What might the parable of the good Samaritan look like today? Below is a modernization of the biblical Parable Jesus told in Luke 10:25-37.
The small car sat at the light, its driver's eyes fixed on the red beacon, willing it to turn green. The sun was fading into darkness reminding him that he was in the wrong part of town. Wrong neighborhood, wrong place, wrong people. The shadows from the buildings stretched toward him with long thin fingers as if they were grasping for him. He shook off the image, laughing nervously to himself. He glanced, for the hundredth time, at the gas gage hovering dangerously below the E mark. His eyes darted back to the traffic light, willing it once again to change. Finally, it blinked to green and the driver, relieved, hit the gas. The little car responded with a shudder, betraying it's owner, it sputtered then died. Uttering a soft expletive, the man tried to restart the engine but it remained stubbornly unresponsive. Once again, the man looked outside and in the growing dark, he saw movement and the last thing he remembered was red hot pain in his head as the glass flew and hands grabbed for him.

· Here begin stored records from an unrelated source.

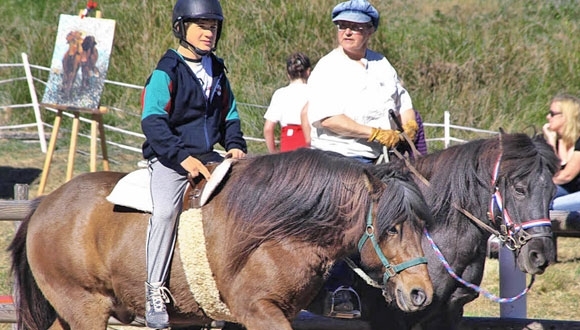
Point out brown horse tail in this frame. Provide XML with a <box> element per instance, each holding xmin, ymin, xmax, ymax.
<box><xmin>8</xmin><ymin>197</ymin><xmax>57</xmax><ymax>329</ymax></box>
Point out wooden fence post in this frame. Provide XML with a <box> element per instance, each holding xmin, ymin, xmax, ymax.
<box><xmin>12</xmin><ymin>184</ymin><xmax>28</xmax><ymax>330</ymax></box>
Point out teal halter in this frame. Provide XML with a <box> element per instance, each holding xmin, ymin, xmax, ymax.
<box><xmin>357</xmin><ymin>203</ymin><xmax>428</xmax><ymax>285</ymax></box>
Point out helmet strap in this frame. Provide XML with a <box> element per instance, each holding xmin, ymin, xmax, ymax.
<box><xmin>180</xmin><ymin>39</ymin><xmax>212</xmax><ymax>57</ymax></box>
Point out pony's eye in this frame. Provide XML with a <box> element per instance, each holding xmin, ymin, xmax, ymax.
<box><xmin>513</xmin><ymin>185</ymin><xmax>526</xmax><ymax>197</ymax></box>
<box><xmin>387</xmin><ymin>226</ymin><xmax>399</xmax><ymax>235</ymax></box>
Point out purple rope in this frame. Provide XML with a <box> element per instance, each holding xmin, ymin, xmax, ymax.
<box><xmin>424</xmin><ymin>228</ymin><xmax>534</xmax><ymax>303</ymax></box>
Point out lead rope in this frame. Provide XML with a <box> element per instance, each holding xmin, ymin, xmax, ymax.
<box><xmin>424</xmin><ymin>229</ymin><xmax>535</xmax><ymax>303</ymax></box>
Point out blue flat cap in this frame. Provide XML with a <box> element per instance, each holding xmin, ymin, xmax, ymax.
<box><xmin>331</xmin><ymin>0</ymin><xmax>380</xmax><ymax>29</ymax></box>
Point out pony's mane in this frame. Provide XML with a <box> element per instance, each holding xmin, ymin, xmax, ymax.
<box><xmin>412</xmin><ymin>133</ymin><xmax>559</xmax><ymax>227</ymax></box>
<box><xmin>370</xmin><ymin>162</ymin><xmax>431</xmax><ymax>236</ymax></box>
<box><xmin>221</xmin><ymin>149</ymin><xmax>426</xmax><ymax>275</ymax></box>
<box><xmin>223</xmin><ymin>149</ymin><xmax>372</xmax><ymax>273</ymax></box>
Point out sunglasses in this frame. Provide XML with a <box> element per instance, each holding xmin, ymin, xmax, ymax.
<box><xmin>548</xmin><ymin>110</ymin><xmax>562</xmax><ymax>117</ymax></box>
<box><xmin>335</xmin><ymin>22</ymin><xmax>371</xmax><ymax>33</ymax></box>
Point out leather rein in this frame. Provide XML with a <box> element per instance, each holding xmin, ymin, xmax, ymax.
<box><xmin>392</xmin><ymin>132</ymin><xmax>552</xmax><ymax>251</ymax></box>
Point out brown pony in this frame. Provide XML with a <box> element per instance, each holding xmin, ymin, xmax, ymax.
<box><xmin>10</xmin><ymin>148</ymin><xmax>433</xmax><ymax>330</ymax></box>
<box><xmin>61</xmin><ymin>30</ymin><xmax>83</xmax><ymax>97</ymax></box>
<box><xmin>80</xmin><ymin>35</ymin><xmax>98</xmax><ymax>90</ymax></box>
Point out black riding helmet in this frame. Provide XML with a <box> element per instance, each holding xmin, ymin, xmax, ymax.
<box><xmin>172</xmin><ymin>0</ymin><xmax>224</xmax><ymax>56</ymax></box>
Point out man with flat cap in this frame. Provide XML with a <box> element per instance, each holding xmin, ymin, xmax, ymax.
<box><xmin>306</xmin><ymin>0</ymin><xmax>420</xmax><ymax>161</ymax></box>
<box><xmin>304</xmin><ymin>0</ymin><xmax>422</xmax><ymax>318</ymax></box>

The man lay quite still in the growing darkness. A local priest was hurrying home. He hesitated when he saw the body of the wounded man on the ground. His eyes shifted apprehensively to the darkened alleys. He looked back at the man on the ground and his heart hardened. Probably some drunk, he thought with disgust, fanning the flames of his ambivalence. He imagined he could smell the alcohol and with one last shake of his head, and an emboldened sense of his own self-importance, moved off into the darkness. A pastor from several blocks away was hurrying home from choir practice. A line from a hymn played itself over and over in his head, "Jesus paid it all, all to Him I owe," he sang the words tunelessly under his breath. Something caught his eye as he was passing and he suddenly realized it was the body of a man. The pastor quickly moved the other side of the street, unwilling to get involved in gang wars. The man was probably dead anyway he mused. "Jesus paid it all, all to him I owe..."
Darkness crept with greater urgency now as the sun slipped below the horizon. One last man walked by. He was from the neighborhood. He had grown up on these streets. The gangs called him Chap, short for chaplain. They didn't exactly accept his faith but they did accept him. He was part of them, part of the neighborhood, the place, and the people. Without warning Chap came upon the bloodied body of a man. He was not from the neighborhood, he noted right away. Still, it was wrong to leave him. Chap's heart filled with compassion and he grabbed up the man and put him in his car. It wasn't far to the emergency room from here. Chap saw to it that the man was taken care of, his wounds dressed and his bill paid. He said to the nursing staff, "I will be back." They knew Chap well, they knew he would do just that.
Jesus invited each of us into a life of ministry to others. So many times, we look the other way or decide life is too busy or too hard to get involved. But Jesus teaches that we are called to live for him. It might not be as dramatic as someone injured on the side of the road. Perhaps inviting someone to dinner or reaching out to encourage someone who is having a difficult time is your good Samaritan moment. Take some time to pray for opportunities and for a heart to recognize them when they come.